Russia on Monday put 38 foreign satellites into orbit after a succesful launch from the Baikonur cosmodrome in Kazakhstan following delays due to technical issues.
Video published by the Russian space agency Roscosmos showed its Soyuz rocket launching against grey and cloudy skies at 0607 GMT.
“The Soyuz-2.1a carrier rocket with the Fregat upper stage and 38 spacecraft from 18 countries took off from the Baikonur cosmodrome,” Roscosmos said on its Twitter account.
Later Monday, Roscosmos said in a statement that the rocket had successfully placed into orbit the 38 satellites from more than a dozen countries, including South Korea, Japan, Canada, Saudi Arabia, Germany, Italy and Brazil.

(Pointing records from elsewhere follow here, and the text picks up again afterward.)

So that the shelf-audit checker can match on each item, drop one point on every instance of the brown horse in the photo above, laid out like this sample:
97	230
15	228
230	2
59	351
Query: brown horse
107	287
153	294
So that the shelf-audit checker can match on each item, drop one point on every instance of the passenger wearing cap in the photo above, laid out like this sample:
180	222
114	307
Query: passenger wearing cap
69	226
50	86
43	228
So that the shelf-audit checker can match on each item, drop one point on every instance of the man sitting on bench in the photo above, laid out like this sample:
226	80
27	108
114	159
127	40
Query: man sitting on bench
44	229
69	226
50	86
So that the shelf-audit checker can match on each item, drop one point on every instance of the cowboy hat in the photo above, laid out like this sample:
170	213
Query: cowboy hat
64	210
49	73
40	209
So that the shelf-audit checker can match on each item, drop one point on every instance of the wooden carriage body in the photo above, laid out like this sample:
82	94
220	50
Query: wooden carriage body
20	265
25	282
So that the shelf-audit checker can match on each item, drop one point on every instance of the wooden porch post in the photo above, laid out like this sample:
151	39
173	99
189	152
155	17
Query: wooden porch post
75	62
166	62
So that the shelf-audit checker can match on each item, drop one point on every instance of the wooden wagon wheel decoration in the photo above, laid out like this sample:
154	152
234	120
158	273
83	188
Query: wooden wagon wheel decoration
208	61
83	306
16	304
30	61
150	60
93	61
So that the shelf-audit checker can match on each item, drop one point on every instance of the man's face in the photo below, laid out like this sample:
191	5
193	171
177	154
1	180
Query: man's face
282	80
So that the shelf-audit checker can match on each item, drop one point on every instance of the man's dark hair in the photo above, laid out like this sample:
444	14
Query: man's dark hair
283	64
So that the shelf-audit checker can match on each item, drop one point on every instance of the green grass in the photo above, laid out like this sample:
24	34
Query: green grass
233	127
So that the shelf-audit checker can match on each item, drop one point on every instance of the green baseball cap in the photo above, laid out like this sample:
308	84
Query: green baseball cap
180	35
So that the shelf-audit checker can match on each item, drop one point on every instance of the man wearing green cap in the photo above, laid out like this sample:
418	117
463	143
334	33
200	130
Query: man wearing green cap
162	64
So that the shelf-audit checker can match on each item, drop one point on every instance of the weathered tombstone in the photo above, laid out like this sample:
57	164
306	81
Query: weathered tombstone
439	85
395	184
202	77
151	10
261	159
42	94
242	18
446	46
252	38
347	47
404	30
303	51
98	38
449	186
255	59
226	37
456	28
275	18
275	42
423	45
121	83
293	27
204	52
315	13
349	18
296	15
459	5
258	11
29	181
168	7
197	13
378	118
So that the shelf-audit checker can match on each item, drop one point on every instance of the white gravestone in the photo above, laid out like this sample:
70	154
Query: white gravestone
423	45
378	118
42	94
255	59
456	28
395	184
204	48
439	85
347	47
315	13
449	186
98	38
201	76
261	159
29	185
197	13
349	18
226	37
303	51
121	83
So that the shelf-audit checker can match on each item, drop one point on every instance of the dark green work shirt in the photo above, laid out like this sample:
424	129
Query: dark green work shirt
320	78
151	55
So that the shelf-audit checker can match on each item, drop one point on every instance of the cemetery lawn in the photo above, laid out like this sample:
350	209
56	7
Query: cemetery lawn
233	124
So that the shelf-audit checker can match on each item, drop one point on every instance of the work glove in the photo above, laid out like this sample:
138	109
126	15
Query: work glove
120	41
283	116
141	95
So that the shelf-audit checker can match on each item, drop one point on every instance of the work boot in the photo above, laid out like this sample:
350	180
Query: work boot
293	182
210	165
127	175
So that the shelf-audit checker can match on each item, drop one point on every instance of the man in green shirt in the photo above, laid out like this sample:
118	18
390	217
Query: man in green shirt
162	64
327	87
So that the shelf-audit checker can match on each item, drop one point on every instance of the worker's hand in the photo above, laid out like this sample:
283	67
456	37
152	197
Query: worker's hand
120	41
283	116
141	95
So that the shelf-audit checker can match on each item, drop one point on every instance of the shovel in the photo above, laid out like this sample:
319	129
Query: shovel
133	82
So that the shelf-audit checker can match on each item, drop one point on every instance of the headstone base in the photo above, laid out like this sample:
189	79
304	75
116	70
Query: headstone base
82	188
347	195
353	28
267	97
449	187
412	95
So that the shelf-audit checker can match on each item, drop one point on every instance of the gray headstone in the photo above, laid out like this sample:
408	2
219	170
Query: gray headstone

Among them was the Challenge-1, the first satellite made completely in Tunisia, which was created by the Telnet telecommunications group.
The launch was twice postponed from Saturday after a surge in voltage was detected.
Since the fall of the Soviet Union, the Russian space sector has lagged behind international competitors, plagued by corruption scandals and technological stagnation.
In 2018, a Soyuz rocket carrying a Russian cosmonaut and a NASA astronaut failed mid-flight, forcing the crew to carry out an emergency landing. Both survived without injuries.